The law further caps overall cost sharing. For someone with income up to 150% of the FPL (currently $28,635 for a family of three), total cost sharing may not exceed the cost sharing for someone enrolled in a “platinum” plan, which covers 90% of the AV of the essential health benefits. For someone with a higher income, total cost sharing cannot exceed that required under a “gold” plan (which covers 80% of the AV (42 USC 18051(a)(2)).

Benefit Delivery and Coordination

The ACA requires a state's BHP to establish a competitive process for contracting with health plans, including negotiating premiums, cost sharing, and benefits that go above and beyond the essential benefits.

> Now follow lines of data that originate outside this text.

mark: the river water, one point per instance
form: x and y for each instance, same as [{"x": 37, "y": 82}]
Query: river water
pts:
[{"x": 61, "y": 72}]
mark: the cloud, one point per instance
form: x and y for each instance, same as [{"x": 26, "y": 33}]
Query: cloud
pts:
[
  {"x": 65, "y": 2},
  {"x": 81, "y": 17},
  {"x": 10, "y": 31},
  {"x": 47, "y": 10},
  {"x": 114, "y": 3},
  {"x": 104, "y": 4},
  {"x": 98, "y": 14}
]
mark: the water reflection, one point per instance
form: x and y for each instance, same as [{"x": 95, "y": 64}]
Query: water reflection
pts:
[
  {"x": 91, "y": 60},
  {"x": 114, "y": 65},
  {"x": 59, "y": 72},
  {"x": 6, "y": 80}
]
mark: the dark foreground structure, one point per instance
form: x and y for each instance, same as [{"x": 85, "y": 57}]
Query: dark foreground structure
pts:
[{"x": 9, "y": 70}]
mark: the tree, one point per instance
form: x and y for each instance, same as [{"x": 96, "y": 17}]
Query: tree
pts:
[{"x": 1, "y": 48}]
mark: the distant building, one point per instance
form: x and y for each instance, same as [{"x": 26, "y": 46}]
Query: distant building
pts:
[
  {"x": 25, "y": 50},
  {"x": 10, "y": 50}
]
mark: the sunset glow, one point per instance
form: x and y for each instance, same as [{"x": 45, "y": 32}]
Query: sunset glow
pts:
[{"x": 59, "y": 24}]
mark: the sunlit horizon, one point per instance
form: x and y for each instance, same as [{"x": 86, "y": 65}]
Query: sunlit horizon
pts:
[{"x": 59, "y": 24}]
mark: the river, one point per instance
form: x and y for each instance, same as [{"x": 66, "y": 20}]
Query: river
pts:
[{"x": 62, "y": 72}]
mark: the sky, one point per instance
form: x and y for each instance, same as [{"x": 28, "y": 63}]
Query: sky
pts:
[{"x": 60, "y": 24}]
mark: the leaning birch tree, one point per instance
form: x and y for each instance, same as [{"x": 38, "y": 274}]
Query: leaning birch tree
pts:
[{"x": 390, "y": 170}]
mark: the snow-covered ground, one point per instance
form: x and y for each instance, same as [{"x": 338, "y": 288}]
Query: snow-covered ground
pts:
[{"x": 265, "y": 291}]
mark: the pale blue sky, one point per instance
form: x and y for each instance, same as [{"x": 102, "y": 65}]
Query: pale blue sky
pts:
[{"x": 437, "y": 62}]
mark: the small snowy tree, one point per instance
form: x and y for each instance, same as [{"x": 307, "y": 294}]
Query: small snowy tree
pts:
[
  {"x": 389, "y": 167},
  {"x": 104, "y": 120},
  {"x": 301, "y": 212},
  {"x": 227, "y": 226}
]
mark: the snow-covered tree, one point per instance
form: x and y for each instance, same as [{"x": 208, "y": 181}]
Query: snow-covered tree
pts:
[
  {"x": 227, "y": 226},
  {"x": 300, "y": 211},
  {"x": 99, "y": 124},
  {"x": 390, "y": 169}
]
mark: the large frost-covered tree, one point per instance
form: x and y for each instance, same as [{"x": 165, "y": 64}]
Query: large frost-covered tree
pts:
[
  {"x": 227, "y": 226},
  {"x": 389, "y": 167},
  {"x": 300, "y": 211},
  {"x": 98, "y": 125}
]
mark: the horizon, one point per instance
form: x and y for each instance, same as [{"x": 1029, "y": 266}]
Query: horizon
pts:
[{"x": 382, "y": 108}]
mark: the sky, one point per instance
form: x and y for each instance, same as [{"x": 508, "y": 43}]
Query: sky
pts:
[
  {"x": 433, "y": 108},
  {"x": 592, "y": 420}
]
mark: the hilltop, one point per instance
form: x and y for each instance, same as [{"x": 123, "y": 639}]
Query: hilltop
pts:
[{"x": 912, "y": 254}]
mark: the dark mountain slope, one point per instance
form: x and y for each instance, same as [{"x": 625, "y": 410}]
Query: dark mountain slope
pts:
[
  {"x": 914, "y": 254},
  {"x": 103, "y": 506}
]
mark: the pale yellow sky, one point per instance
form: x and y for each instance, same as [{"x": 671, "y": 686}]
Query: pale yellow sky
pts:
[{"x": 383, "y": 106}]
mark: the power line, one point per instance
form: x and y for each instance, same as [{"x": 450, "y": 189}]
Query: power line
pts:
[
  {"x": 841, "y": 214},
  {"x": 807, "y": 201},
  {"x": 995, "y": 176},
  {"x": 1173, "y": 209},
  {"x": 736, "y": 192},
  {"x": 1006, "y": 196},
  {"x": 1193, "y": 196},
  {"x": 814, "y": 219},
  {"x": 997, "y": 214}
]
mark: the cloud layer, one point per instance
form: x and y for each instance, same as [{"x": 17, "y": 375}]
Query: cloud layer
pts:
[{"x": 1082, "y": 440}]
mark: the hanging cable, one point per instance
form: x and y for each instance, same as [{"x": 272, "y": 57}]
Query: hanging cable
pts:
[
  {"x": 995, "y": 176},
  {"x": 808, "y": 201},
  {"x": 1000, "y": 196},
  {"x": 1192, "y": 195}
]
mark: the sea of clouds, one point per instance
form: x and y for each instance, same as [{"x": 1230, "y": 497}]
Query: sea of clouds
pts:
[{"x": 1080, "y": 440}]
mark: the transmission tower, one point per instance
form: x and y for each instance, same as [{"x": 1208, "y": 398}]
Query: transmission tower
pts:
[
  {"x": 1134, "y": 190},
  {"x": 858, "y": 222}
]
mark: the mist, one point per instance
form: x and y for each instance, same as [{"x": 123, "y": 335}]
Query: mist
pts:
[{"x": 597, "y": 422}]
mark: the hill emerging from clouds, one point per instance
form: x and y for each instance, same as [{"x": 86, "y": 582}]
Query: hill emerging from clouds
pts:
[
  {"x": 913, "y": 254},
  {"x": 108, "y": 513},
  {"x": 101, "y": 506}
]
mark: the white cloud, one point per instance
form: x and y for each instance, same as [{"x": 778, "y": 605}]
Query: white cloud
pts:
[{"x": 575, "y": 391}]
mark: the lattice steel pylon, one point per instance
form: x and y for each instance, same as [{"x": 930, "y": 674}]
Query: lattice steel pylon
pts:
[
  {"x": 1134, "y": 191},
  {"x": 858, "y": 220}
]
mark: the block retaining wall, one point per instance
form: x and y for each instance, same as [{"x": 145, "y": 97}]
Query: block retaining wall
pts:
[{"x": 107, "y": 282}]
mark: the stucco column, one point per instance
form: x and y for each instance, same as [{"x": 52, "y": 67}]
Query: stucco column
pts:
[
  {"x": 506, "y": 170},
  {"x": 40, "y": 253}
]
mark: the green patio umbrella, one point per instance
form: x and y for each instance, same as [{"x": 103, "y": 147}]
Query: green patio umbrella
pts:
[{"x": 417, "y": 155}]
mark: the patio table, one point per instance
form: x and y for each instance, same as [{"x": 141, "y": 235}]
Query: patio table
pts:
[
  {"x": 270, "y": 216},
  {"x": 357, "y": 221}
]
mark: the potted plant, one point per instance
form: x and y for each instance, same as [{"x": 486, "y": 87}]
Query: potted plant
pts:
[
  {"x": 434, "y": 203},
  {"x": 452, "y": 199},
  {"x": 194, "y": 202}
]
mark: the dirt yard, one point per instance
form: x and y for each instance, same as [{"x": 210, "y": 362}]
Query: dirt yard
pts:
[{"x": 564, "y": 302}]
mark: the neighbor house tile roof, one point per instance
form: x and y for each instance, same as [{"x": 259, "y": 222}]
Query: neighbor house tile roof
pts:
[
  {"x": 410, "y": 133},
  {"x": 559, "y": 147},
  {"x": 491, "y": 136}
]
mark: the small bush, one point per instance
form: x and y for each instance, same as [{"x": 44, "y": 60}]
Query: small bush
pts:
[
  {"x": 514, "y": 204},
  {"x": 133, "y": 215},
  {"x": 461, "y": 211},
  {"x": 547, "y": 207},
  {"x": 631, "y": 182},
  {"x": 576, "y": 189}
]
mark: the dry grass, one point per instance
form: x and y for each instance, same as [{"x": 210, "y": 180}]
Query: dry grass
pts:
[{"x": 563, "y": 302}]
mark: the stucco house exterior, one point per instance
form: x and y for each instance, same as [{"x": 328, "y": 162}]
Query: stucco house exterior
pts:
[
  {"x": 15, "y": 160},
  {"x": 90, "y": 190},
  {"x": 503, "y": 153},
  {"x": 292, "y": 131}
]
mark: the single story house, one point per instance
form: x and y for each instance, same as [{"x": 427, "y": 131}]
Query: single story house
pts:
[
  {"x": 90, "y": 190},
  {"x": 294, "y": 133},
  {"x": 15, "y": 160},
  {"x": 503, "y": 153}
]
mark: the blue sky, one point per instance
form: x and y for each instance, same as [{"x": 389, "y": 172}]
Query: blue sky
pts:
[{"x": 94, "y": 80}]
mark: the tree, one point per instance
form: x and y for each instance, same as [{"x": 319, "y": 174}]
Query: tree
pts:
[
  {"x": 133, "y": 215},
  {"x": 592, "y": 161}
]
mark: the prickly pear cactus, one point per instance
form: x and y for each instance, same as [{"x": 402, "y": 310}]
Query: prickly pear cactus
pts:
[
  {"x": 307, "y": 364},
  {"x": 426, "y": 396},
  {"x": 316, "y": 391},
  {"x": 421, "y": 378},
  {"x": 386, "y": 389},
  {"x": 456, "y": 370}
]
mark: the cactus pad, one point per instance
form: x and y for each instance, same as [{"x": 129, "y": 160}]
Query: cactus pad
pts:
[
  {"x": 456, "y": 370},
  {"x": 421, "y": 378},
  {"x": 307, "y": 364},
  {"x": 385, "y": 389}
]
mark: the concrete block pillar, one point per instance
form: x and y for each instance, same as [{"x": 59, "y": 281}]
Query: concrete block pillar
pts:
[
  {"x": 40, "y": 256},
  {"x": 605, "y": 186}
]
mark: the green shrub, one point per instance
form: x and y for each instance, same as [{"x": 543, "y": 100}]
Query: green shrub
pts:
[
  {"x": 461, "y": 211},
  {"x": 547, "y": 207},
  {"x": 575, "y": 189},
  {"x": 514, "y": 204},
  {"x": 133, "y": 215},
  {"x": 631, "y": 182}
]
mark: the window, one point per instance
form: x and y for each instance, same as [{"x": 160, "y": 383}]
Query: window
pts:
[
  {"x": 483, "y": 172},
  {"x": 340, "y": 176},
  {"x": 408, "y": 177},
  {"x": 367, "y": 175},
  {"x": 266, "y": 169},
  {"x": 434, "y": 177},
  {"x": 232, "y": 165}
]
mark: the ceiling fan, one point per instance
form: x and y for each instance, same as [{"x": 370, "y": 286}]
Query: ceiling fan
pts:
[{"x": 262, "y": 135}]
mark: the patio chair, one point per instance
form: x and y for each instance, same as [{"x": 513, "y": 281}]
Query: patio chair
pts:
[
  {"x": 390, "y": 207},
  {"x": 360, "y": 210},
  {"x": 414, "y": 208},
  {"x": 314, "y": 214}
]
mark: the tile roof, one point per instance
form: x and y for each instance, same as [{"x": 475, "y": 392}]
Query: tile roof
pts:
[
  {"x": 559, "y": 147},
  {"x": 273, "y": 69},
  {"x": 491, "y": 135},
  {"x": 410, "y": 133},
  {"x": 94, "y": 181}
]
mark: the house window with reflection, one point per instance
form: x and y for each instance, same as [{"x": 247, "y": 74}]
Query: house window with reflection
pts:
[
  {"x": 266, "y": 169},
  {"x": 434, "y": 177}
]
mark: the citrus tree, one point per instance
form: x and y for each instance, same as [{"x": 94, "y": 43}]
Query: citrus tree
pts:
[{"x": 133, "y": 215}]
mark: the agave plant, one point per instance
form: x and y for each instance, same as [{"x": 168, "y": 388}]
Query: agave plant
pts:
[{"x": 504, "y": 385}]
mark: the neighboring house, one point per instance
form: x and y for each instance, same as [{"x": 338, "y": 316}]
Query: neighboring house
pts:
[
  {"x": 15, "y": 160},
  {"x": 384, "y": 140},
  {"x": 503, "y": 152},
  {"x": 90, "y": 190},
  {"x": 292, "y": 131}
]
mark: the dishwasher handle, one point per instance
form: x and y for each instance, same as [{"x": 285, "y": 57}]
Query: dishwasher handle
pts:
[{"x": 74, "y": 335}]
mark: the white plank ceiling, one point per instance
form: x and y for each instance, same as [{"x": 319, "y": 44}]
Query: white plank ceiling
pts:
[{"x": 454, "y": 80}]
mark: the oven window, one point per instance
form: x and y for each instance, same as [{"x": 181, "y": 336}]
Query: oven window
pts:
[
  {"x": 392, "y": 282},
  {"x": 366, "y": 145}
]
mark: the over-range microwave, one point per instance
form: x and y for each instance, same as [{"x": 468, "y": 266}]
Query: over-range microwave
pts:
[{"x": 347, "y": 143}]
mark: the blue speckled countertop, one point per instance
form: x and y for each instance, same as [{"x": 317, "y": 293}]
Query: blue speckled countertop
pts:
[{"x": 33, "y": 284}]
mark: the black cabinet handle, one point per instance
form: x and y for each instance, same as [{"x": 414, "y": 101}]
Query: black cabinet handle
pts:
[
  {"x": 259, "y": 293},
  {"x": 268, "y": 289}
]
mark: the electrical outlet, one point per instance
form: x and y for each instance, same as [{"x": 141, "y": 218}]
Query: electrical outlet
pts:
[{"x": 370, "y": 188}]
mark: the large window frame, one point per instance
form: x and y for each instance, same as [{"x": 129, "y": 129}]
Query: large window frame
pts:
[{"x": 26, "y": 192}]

The law requires states, when negotiating with potential health plan “offerors,” to include innovative features, including (1) providing care coordination and care management, especially for individuals with chronic conditions; (2) offering incentives for using preventive services; and (3) establishing relationships between providers and patients that maximize patient involvement in decision-making.

States must also:

1. consider and make suitable allowances for differences in (a) enrollees' health care needs and (b) local availability of, and access to, providers;

2. contract with managed care systems or systems that offer attributes of managed care that are feasible in the local health care market; and

3. establish performance measures that focus on care quality and require the contractors to report to the state on the measures and make the information available to enrollees.

To the extent possible, states implementing a BHP must make multiple standard health plans available to individuals to ensure choice. They must coordinate the administration of BHP benefits with benefits provided under Medicaid (HUSKY A, C, and D in Connecticut), the State Children's Health Insurance Program (HUSKY B in Connecticut), and other state-administered health programs (e.g., Charter Oak Health Plan) to maximize program efficiency and improve continuity of care (42 USC 18051 (c)).


The ACA requires the HHS secretary to transfer funds to states that operate BHP standard health plans. The amount transferred equals 95% of the premium tax credits and cost sharing reductions that the federal government would have spent if BHP enrollees had received tax credits and subsidies for out-of-pocket costs through the exchange.

States must establish special trust funds to deposit the federal funds. These funds can be used only to reduce the premiums and cost sharing, or to provide additional benefits for individuals enrolled in standard health plans. No trust fund money can be included in determining the amount of any non-federal funds for purposes of a state meeting any federally funded program's matching or expenditure requirement (42 USC 18051(d)).